Before the restoration, follow these steps:

  1. Collect all backupSST files into the same directory.
  2. Copy the collected backupSST files to all TiKV nodes of the cluster.
  3. Copy the backupmeta files to the restore endpoint node.

Topology

The following diagram shows the typology of BR:

img

Restoration operation

Run the br restore command:

bin/br restore table --db batchmark --table order_line -s local:///home/tidb/backup_local/ --pd 172.16.5.198:2379 --log-file restore_local.log

During the restoration process, pay attention to the metrics on the monitoring panels to get the status of the restoration process. See Monitoring metrics for the restoration for details.
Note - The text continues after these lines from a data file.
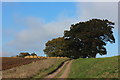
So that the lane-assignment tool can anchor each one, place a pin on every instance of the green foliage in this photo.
(84, 39)
(95, 68)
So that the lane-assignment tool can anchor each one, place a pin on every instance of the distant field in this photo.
(9, 62)
(95, 68)
(37, 69)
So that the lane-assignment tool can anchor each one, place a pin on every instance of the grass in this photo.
(61, 72)
(95, 68)
(45, 72)
(33, 70)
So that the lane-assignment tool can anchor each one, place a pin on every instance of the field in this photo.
(95, 68)
(61, 68)
(35, 69)
(8, 62)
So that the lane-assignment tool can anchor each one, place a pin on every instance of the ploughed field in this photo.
(29, 67)
(9, 62)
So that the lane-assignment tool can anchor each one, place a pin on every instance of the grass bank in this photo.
(44, 72)
(95, 68)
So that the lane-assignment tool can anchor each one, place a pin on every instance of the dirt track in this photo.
(65, 73)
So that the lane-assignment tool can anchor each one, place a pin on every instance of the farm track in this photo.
(65, 73)
(8, 63)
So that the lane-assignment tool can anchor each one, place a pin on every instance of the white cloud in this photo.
(102, 10)
(37, 33)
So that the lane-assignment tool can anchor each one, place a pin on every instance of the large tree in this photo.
(87, 39)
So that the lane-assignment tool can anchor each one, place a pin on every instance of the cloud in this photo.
(102, 10)
(38, 32)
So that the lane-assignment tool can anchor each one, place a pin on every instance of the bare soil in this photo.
(65, 73)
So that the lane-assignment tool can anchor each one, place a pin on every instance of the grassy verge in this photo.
(95, 68)
(45, 72)
(61, 72)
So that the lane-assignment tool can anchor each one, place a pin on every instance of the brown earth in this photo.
(65, 73)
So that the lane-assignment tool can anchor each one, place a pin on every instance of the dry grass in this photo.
(29, 70)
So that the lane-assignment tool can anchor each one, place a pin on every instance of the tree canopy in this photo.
(84, 39)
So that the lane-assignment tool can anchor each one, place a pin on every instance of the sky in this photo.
(27, 26)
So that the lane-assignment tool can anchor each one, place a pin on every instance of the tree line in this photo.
(83, 40)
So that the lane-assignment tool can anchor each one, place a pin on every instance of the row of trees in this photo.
(23, 54)
(84, 39)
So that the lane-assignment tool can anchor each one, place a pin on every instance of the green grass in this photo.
(61, 72)
(95, 68)
(45, 72)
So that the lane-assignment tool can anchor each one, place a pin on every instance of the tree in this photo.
(33, 54)
(87, 39)
(55, 47)
(23, 54)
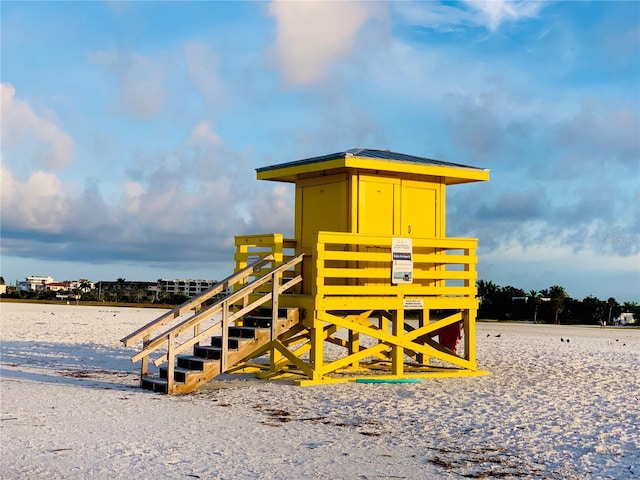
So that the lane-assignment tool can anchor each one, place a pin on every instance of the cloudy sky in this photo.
(131, 131)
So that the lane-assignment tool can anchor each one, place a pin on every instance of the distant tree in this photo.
(536, 300)
(614, 309)
(558, 297)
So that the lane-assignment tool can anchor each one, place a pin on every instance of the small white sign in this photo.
(401, 260)
(413, 304)
(251, 259)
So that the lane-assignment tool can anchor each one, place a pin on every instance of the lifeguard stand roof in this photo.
(374, 160)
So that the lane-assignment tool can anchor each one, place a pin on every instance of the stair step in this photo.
(267, 312)
(256, 322)
(179, 374)
(154, 384)
(232, 343)
(210, 353)
(192, 362)
(242, 332)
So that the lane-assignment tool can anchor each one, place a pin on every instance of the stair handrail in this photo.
(196, 301)
(214, 308)
(220, 324)
(169, 336)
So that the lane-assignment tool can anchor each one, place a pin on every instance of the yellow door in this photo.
(323, 208)
(419, 210)
(377, 205)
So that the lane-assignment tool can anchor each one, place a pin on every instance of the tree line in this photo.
(549, 305)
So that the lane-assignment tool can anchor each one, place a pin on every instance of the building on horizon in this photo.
(34, 282)
(190, 287)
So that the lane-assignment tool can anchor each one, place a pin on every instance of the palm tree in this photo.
(536, 298)
(558, 296)
(612, 303)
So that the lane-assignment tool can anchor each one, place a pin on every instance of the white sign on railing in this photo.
(401, 260)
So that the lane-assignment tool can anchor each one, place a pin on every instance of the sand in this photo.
(71, 409)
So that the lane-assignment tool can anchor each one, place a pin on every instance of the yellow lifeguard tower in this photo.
(369, 270)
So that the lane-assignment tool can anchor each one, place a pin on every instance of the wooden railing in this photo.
(219, 314)
(359, 266)
(250, 247)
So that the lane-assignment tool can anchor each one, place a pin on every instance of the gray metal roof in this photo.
(368, 153)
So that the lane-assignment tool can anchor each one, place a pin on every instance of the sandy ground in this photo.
(71, 409)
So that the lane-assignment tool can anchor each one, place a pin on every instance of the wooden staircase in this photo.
(239, 325)
(209, 361)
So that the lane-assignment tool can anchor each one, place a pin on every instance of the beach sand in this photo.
(71, 409)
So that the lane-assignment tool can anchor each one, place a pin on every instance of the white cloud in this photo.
(25, 134)
(490, 14)
(496, 12)
(311, 36)
(140, 90)
(38, 204)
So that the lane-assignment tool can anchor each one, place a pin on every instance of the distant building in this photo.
(34, 282)
(83, 285)
(625, 319)
(128, 288)
(56, 286)
(190, 288)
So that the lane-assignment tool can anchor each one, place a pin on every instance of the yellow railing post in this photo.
(397, 352)
(171, 364)
(144, 364)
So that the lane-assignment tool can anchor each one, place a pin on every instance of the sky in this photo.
(131, 131)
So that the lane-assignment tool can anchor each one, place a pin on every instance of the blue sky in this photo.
(131, 131)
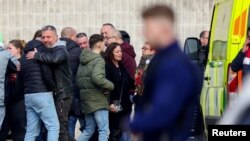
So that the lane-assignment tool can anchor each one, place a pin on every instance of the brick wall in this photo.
(21, 18)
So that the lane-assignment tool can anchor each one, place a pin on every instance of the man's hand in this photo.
(112, 108)
(245, 48)
(31, 54)
(18, 67)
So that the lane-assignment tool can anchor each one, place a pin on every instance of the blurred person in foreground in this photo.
(168, 102)
(14, 97)
(5, 57)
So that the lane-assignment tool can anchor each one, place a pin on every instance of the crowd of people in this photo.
(49, 83)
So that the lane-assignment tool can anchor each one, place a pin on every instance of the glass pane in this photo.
(222, 24)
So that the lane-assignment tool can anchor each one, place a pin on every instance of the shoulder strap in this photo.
(120, 99)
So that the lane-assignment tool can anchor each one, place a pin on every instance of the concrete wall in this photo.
(21, 18)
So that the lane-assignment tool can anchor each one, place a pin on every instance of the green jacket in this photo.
(92, 82)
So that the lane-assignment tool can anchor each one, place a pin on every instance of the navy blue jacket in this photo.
(171, 93)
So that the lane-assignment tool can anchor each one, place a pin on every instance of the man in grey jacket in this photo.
(5, 56)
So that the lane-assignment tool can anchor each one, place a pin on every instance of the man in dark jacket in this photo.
(172, 85)
(68, 35)
(93, 85)
(148, 53)
(59, 58)
(39, 102)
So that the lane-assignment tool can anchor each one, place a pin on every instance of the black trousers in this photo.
(14, 121)
(63, 108)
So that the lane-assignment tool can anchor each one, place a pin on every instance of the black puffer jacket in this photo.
(31, 74)
(74, 58)
(58, 58)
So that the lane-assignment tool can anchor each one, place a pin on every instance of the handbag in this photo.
(117, 103)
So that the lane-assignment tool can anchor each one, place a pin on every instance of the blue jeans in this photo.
(99, 118)
(41, 106)
(72, 125)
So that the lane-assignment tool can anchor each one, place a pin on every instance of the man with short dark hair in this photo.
(58, 58)
(68, 35)
(93, 85)
(168, 102)
(82, 40)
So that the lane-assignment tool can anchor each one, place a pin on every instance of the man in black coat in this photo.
(37, 80)
(68, 35)
(58, 57)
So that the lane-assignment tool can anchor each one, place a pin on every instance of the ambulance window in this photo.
(221, 29)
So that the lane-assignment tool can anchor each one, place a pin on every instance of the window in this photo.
(221, 29)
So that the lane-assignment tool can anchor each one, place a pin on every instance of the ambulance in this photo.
(228, 32)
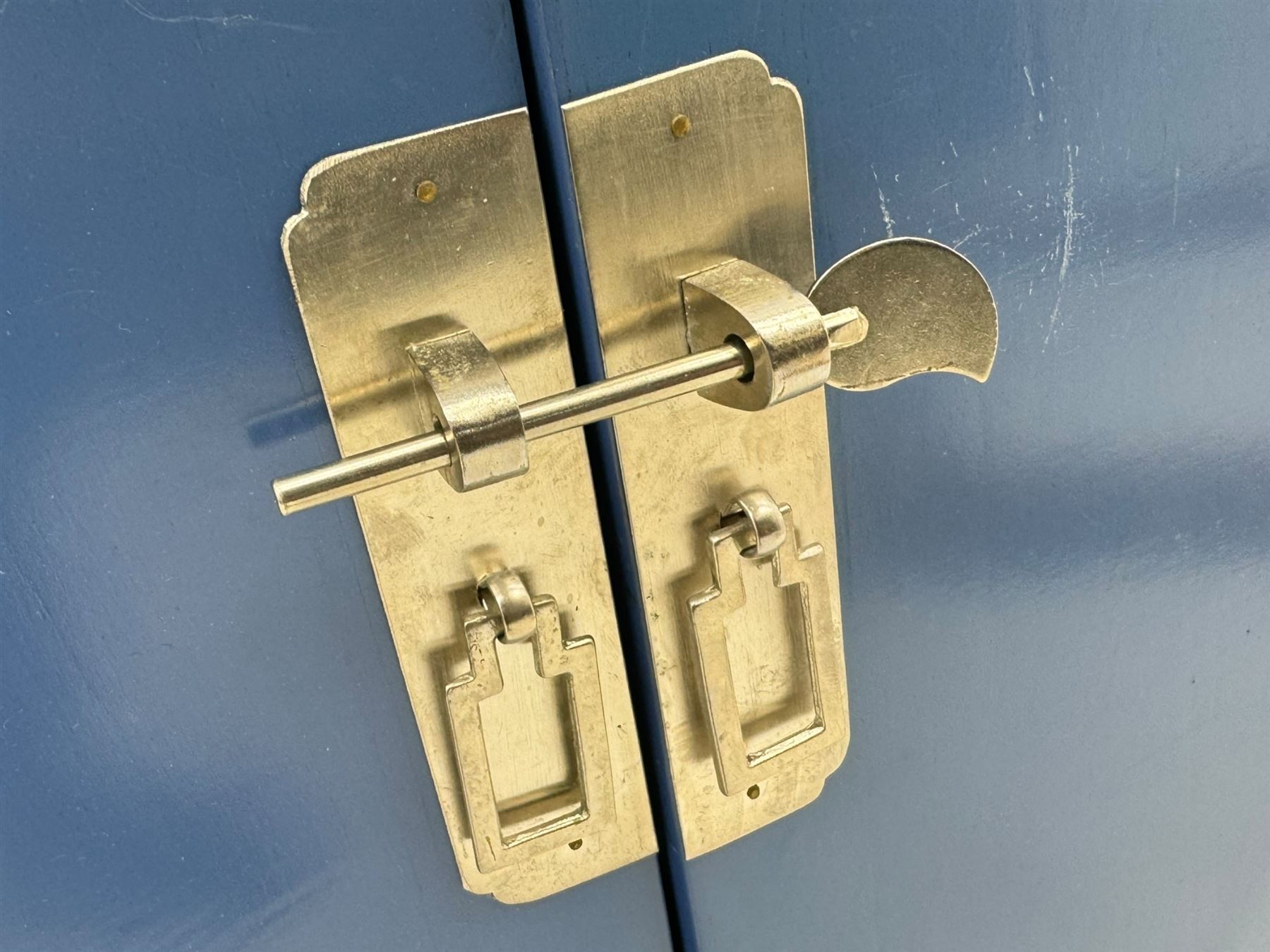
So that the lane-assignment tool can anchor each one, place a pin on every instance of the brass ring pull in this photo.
(756, 527)
(765, 532)
(504, 598)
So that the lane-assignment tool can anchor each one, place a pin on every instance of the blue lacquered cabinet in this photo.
(206, 740)
(1054, 587)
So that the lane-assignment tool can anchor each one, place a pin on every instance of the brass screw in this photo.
(425, 190)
Restoration results explanation

In the log specified before running the restoration command, you can get the statistical information of the restoration operation from this log. Search "summary" in this log, you can see the following information:

["Table Restore summary: total restore tables: 1, total success: 1, total failed: 0, total take(s): 908.42, total kv: 5659888624, total size(MB): 353227.18, avg speed(MB/s): 388.84"] ["restore files"=9263] ["restore ranges"=6888] ["split region"=58.7885518s] ["restore checksum"=6m19.349067937s]

The preceding log includes the following information:

  • total take(s): The restoration duration
  • total size(MB): The data size
  • avg speed(MB/s): The restoration throughput
  • split region: The region split duration
  • restore checksum: The restoration checksum duration

From the preceding information, the following items can be calculated:

  • The throughput of a single TiKV instance: avg speed(MB/s)/tikv_count = 97.2
  • The average restoration speed of a single TiKV instance: total size(MB)/(split time + restore time)/tikv_count = 92.4

Error handling during backup

This section introduces the common errors that might occur during the backup process.
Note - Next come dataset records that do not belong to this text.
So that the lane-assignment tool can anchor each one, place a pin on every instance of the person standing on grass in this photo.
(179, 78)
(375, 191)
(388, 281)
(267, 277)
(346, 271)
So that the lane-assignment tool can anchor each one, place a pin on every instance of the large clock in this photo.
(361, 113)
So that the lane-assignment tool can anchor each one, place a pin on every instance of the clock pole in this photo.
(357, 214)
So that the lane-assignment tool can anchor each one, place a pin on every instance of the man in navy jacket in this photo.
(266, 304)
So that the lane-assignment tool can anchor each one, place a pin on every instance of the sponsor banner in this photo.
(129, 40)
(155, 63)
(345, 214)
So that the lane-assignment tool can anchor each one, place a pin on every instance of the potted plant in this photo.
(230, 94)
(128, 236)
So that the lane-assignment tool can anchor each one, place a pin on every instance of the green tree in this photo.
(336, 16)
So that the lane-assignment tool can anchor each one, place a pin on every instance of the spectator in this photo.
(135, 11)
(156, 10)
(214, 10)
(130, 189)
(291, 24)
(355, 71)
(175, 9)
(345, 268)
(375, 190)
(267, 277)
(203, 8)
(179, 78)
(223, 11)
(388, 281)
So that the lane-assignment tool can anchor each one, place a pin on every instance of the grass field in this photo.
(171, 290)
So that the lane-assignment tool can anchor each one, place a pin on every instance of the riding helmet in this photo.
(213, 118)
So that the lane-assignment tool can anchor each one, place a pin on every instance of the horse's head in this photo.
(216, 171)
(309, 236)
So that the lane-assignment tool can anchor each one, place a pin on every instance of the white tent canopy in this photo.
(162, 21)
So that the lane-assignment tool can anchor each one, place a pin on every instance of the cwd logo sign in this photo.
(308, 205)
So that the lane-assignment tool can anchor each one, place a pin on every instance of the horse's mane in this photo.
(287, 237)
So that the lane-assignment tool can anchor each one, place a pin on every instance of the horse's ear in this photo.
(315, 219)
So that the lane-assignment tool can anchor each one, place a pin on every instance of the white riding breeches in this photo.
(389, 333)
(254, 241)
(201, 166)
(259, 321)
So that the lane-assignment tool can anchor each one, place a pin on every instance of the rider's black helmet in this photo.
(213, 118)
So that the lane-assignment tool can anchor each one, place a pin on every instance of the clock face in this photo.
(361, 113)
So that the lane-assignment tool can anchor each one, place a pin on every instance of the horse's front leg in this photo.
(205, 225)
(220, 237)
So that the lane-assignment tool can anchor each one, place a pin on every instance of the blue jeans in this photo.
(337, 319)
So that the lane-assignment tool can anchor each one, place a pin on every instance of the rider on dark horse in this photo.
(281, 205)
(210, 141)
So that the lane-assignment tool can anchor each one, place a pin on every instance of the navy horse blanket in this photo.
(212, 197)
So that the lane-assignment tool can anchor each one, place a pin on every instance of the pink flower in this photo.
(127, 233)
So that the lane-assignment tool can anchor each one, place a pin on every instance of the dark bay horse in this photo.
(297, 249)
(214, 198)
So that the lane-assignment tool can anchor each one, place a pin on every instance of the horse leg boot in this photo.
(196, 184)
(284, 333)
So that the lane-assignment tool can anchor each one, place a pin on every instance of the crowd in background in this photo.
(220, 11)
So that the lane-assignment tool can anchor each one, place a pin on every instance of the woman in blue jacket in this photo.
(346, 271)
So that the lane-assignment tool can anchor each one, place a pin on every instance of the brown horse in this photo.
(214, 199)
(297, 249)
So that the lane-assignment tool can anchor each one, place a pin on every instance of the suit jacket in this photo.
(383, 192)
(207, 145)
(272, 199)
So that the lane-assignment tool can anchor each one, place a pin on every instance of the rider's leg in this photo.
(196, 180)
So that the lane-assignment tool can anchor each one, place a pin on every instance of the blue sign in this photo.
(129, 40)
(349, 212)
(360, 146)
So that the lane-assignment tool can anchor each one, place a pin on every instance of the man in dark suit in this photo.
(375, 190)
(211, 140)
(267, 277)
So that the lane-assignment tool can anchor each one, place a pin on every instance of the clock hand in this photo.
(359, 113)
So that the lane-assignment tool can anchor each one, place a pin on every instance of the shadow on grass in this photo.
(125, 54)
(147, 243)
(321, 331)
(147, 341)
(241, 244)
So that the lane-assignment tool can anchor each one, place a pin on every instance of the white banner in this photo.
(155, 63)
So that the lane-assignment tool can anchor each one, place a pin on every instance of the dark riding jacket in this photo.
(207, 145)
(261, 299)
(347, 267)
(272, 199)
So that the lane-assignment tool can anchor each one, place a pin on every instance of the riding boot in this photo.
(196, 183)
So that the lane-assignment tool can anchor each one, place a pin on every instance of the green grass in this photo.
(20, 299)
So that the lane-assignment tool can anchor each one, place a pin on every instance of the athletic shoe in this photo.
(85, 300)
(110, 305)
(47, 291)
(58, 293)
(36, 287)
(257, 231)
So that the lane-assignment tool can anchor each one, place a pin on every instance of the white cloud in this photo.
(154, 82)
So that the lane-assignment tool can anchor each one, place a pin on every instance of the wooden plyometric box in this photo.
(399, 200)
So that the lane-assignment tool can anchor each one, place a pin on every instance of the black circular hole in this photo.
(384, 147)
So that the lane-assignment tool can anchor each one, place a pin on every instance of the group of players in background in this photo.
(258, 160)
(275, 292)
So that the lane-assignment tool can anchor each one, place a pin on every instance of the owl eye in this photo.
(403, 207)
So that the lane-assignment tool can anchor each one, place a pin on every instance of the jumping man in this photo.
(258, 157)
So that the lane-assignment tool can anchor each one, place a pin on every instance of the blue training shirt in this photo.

key locked Error in the backup log

Error message in the log: log - ["backup occur kv error"][error="{\"KvError\":{\"locked\":

If a key is locked during the backup process, BR tries to resolve the lock. A small number of this error do not affect the correctness of the backup.

Backup failure

Error message in the log: log - Error: msg:"Io(Custom { kind: AlreadyExists, error: \"[5_5359_42_123_default.sst] is already exists in /dir/backup_local/\" })"

If the backup operation fails and the preceding message occurs, perform one of the following operations and then start the backup operation again:

  • Change the directory for the backup. For example, change /dir/backup-2020-01-01/ to /dir/backup_local/.
  • Delete the backup directory of all TiKV nodes and BR nodes.